Тело на носилках неловко сдвинулось, стало съезжать, носилки
дрогнули, когда один из державших вдруг бросил их со своей стороны, втянул
голову в плечи и гигантскими прыжками помчался по лестнице, но не вверх, а
вниз.
Люди кинулись врассыпную, и тишина стала нереальной,
осязаемой, как в фильме ужасов.
Люсинда Окорокова отняла ладошку ото рта –
медленно-медленно, – повернулась и посмотрела на Олимпиаду. Глаза у нее стали
огромные, полные ужаса и будто дрожали на бледном лице.
Внезапно что-то рвануло ее в сторону, и она куда-то
подевалась, по крайней мере, ее больше не было на площадке. Босая нога снизу
сильно ударила по носилкам, и в ту же секунду толстенная ручища оттолкнула
того, кто продолжал держать их. Толкнула так, что тот пролетел метра два и
сразу пополз, перебирая руками и ногами, как жук, которого Олимпиада уже где-то
видела сегодня, но никак не могла вспомнить, где именно.
Ее саму сильно дернуло за руку, так что она была принуждена
сделать несколько торопливых шагов в сторону. Ей казалось, что она продолжает
держаться на ногах, но вдруг выяснилось, что прямо под носом у нее пол, и видно
даже забитые жесткой уличной пылью стыки между старыми досками, и еще что-то
блестящее, похожее на новенькую копеечную монетку. Почему-то Олимпиада не могла
удержать равновесие, ее куда-то несло и волочило, а она изо всех сил цеплялась
пальцами и ногтями за щелястые занозистые доски грязного пола.
Наклоненное к ней лицо было красным от напряжения, и она
видела расширенные черные зрачки и шевелящиеся губы, которые что-то говорили.
Но она не слышала никаких звуков.
Она даже не могла толком сообразить, где оказалась, но
теперь площадка и дверь собственной квартиры виделись ей под каким-то странным
углом и словно издалека.
Тело Племянникова перевернулось и грохнулось ничком с такой
силой, что пыль рванулась вверх со всех сторон. Оно было почти скрыто дверью,
Олимпиада своим нынешним странным взглядом видела только ноги в грязных
ботинках.
Ноги дернулись, как живые, и только тогда она услышала
первый звук.
Он был похож на отдаленный гул горного обвала из фильма, где
Сильвестр Сталлоне всех спасал и поминутно сам попадал то под лавины, то под
обстрелы.
Олимпиада Тихонова любила хорошие фильмы.
Звук шел именно из-за ее двери и был не слишком громким. Тем
более странным показалось ей, что дверь, постояв неподвижно, с медленным
достоинством отвалилась от стены и плашмя упала на пол.

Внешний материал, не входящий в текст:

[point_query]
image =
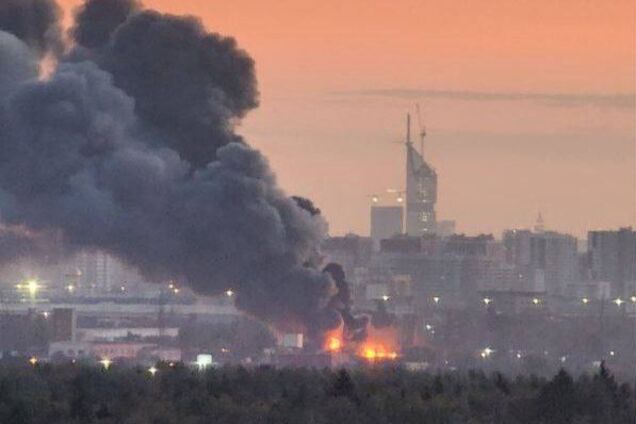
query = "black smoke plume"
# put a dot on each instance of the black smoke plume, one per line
(190, 87)
(96, 20)
(36, 22)
(130, 148)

Тоненький серый дым заструился на площадку, и рвануло
сквозным ветром.
И все смолкло.
Зачем– то она посмотрела на часы. Секундная стрелка дрогнула
и перевалилась за третье деление. Прошло всего три секунды. Три секунды, а не
вся жизнь.
Никого не было на площадке, лишь дым продолжал медленно
извиваться, и пыль оседала на пол.
– Вставай, – услышала Олимпиада. – Ты меня слышишь?
Она слышала, но была совершенно уверена, что говорят не ей,
и говорящего она не видела. Почему-то Олимпиаду очень интересовало, что стало с
ее дверью, и она поползла на площадку, чтобы посмотреть.